Rétro - Sciences Po au temps des colonies
La fenêtre de son bureau surplombe Sciences Po… Il n’y a pas meilleur poste d’observation pour savoir ce qui se passe rue Saint-Guillaume. En avait-il besoin pour tout nous raconter ? Pas vraiment. Sciences Po est une maison qu’il connait bien, et depuis longtemps : David Colon y a été élève, puis est revenu y enseigner, après son agrégation d’histoire. Il a même dirigé, il y a quelques années, le campus de Paris. Cette chronique lui donne la parole.
Inspiré par l’exposition "Sciences Po, une histoire coloniale", il a choisi de revenir, dans ce numéro, sur la formation délivrée par l’Ecole libre des sciences politiques aux cadres coloniaux mais aussi à des militants anticoloniaux, tels que Habib Bourguiba.
Des années 1880 aux années 1960, Sciences Po a pleinement participé à l’entreprise coloniale de la France. Ce fait oublié ou méconnu a été mis en valeur ce printemps par l’exposition par les étudiants du master d’histoire de Sciences Po, aidés de leurs professeurs, Pap Ndiaye et Jakob Vogel, ainsi que des bibliothécaires et des archivistes de Sciences Po.
Dès 1886, Emile Boutmy a créé au sein de l’Ecole libre des sciences politiques une section coloniale, vouée à former des cadres pour l’empire colonial alors en pleine expansion. La section est supprimée en 1892 du fait de la concurrence de l’Ecole coloniale fondée trois ans plus tôt, mais l’ELSP n’en continue pas moins de former une partie des fonctionnaires coloniaux, en particulier en Algérie et dans les protectorats. Le conseil d’administration de l’Ecole compte alors dans ses rangs plusieurs membres éminents du « Parti colonial », et les enseignements dispensés, ceux notamment de Paul Leroy-Beaulieu, sont imprégnés d’un colonialisme libéral conforme aux intérêts du patronat colonial ainsi qu’à l’idée d’une « mission civilisatrice de la France ». En 1928, alors que l’Empire est à son apogée, l’ELSP se dote d’un certificat d’études coloniales et recrute même le directeur de l’Ecole coloniale, Georges Hardy, pour enseigner un cours très recherché sur le Maroc. Ce certificat est délivré jusqu’en 1941-1942, lorsque l’ELSP créé à Alger, avec le soutien du régime de Vichy, le Centre d’études politiques et administrative (CEPA), qui vise à former des cadres pour l’Algérie, la Tunisie et le Maroc, et devient en 1949 l’IEP d’Alger.

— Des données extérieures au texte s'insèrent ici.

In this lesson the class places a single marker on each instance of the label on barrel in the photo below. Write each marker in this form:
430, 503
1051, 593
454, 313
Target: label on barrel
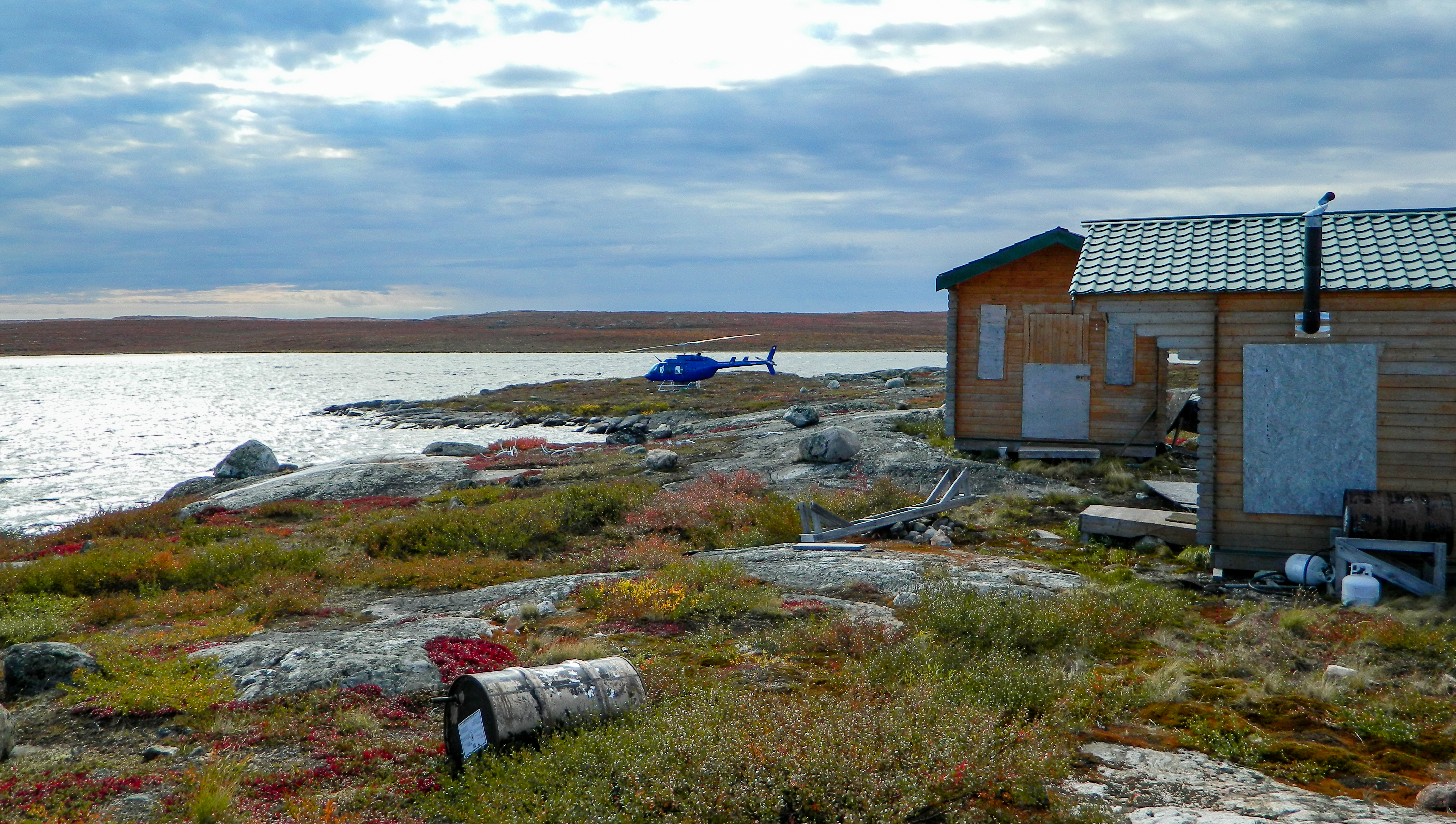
472, 734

L’ELSP a ainsi formé de nombreux cadres de l’administration de l’empire, mais a en même temps été le lieu de formation de plusieurs militants anticoloniaux : Habib Bourguiba, par exemple, intègre Sciences Po en 1926 et s’appuie sur l’enseignement qu’il y reçoit pour contester l’ordre colonial, avant de créer le Néo Destour en 1934. Au lendemain de la seconde guerre mondiale, les professeurs de l’IEP sont partagés entre les partisans de la colonisation, comme André Siegfried, qui enseigne jusqu’en 1955, et les premiers enseignants ouvertement anticolonialistes, Georges Balandier et Charles-André Julien. Dans les années 1950, une fois acquises les premières indépendances, celle de la Tunisie et du Maroc, Sciences Po entreprend de former une partie des élites post-coloniales en accueillant, comme le fait l’ENA, des stagiaires de pays nouvellement indépendants. Sciences Po entreprend ainsi de contribuer au rayonnement de la France dans ses anciennes colonies.